Pozner: The Apprentice was positioned in the market as a more upscale, brand-friendly reality-TV alternative in terms of which advertisers bought spots. It wasn’t considered vulgar in the way that, for example, Jersey Shore was considered vulgar or Flavor of Love was considered vulgar.
Trump winning the electoral vote — I don’t even want to say he won the election because Hillary won the popular vote — I don’t think legitimizes reality TV, but I think reality TV legitimized Trump.
Can you see other reality stars making a similar transition from reality to politics in the same way we’ve seen actors move into politics?
Pozner: I’m sure that will be the case, but I don’t know who. Some already have on a lower level. There was an early The Real World guy [Congressman Sean Duffy, R-WI].
Do I think reality TV is going to be a path to politics in a significant way? Eh, I don’t know. Trump is a very specific case. It’s really gonna be hard to replicate that. [But] we don’t have to wonder if the reverse is true, because [Arnold] Schwarzenegger is taking over for Fired Donald as the new head of The Celebrity Apprentice.
That’s weird and hilarious about Schwarzenegger.

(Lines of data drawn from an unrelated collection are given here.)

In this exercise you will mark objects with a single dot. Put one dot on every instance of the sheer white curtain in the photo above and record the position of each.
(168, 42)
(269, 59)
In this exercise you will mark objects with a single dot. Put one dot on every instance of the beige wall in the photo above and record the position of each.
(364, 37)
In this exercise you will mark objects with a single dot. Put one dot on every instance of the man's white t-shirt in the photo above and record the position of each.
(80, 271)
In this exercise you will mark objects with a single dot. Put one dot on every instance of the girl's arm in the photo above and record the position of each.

Pozner: It’s weird and hilarious, but it’s also terrifying because Schwarzenegger is yet another Handsy McGrabsalot. He had the nickname “The Grope-inator” way before he was elected in California. There was a massive trail of women talking about how he groped them. “Let’s replace one sexual predator who’s running for office with another sexual predator who happens to have been in office.”

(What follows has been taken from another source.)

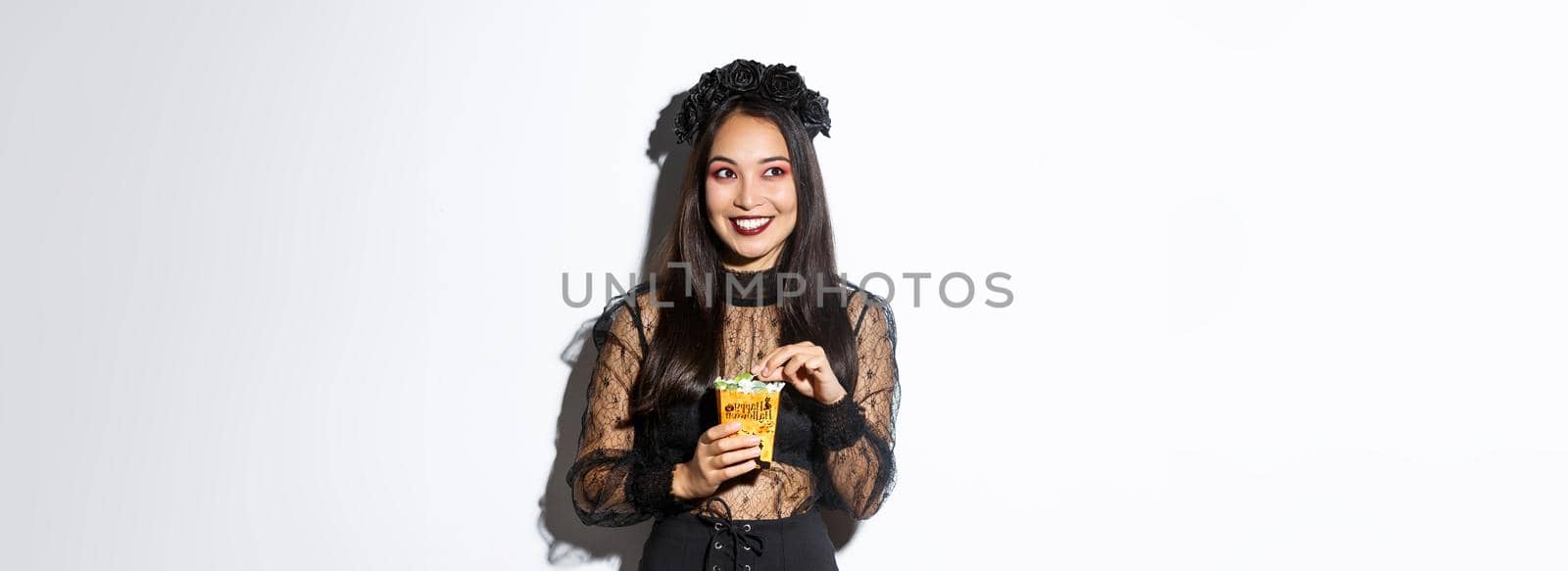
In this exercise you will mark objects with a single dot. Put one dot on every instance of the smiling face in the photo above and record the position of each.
(750, 192)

Can you talk about some of your biggest fears about the next four years?
Pozner: Well, I’ll be really real. I was in shock the whole night as the election results were coming in. Not that America is racist or misogynist — I’ve known that. That’s not a surprise. [But] I didn’t know that we value women that little. I didn’t know that we value people of color that little.

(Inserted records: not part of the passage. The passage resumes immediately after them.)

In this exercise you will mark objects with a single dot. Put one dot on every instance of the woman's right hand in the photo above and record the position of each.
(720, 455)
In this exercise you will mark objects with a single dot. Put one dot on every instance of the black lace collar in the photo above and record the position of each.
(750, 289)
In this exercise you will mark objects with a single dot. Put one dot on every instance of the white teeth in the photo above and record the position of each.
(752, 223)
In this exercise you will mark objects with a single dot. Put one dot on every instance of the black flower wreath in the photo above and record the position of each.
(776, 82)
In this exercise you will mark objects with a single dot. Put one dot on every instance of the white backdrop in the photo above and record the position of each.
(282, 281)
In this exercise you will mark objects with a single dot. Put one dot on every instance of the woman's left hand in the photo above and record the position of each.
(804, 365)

I was feeling sort of numb [on election night]; I didn’t feel it until I tried to fall asleep. My boyfriend was being very nice and trying to comfort me. He was like, “We’ll get through this,” and I just started sobbing because I realized I don’t know how women will feel safe.
I don’t know how I can feel safe with somebody who bragged about sexual assault having the most power of anyone in the country, maybe the world. What does that say to every child, to every person who has been sexually assaulted, to every person in a domestic-violence situation, to anybody who has to report that kind of crime?
What does it say? It says, “Don’t report, it won’t matter, nothing will happen to the person who did this to you, keep quiet, you’re not safe.” And then I start thinking about all of my friends who have immigrant relatives who aren’t naturalized yet — how are they ever gonna feel a moment of peace in the next four years? How are my friends of color gonna feel a moment of peace in the next four years with somebody who wants to bring back stop-and-frisk?
How do we feel safe now that a giant group of very well-armed angry men feels emboldened? I did a bunch of writing this year about how Trump was being used as a recruitment tool for white supremacist groups and how membership numbers are jumping through the roof because of him. How do we feel safe now? What does it mean that rapists and white supremacists feel like their boy got in? It feels humiliating that this is reality.
This interview has been edited and condensed.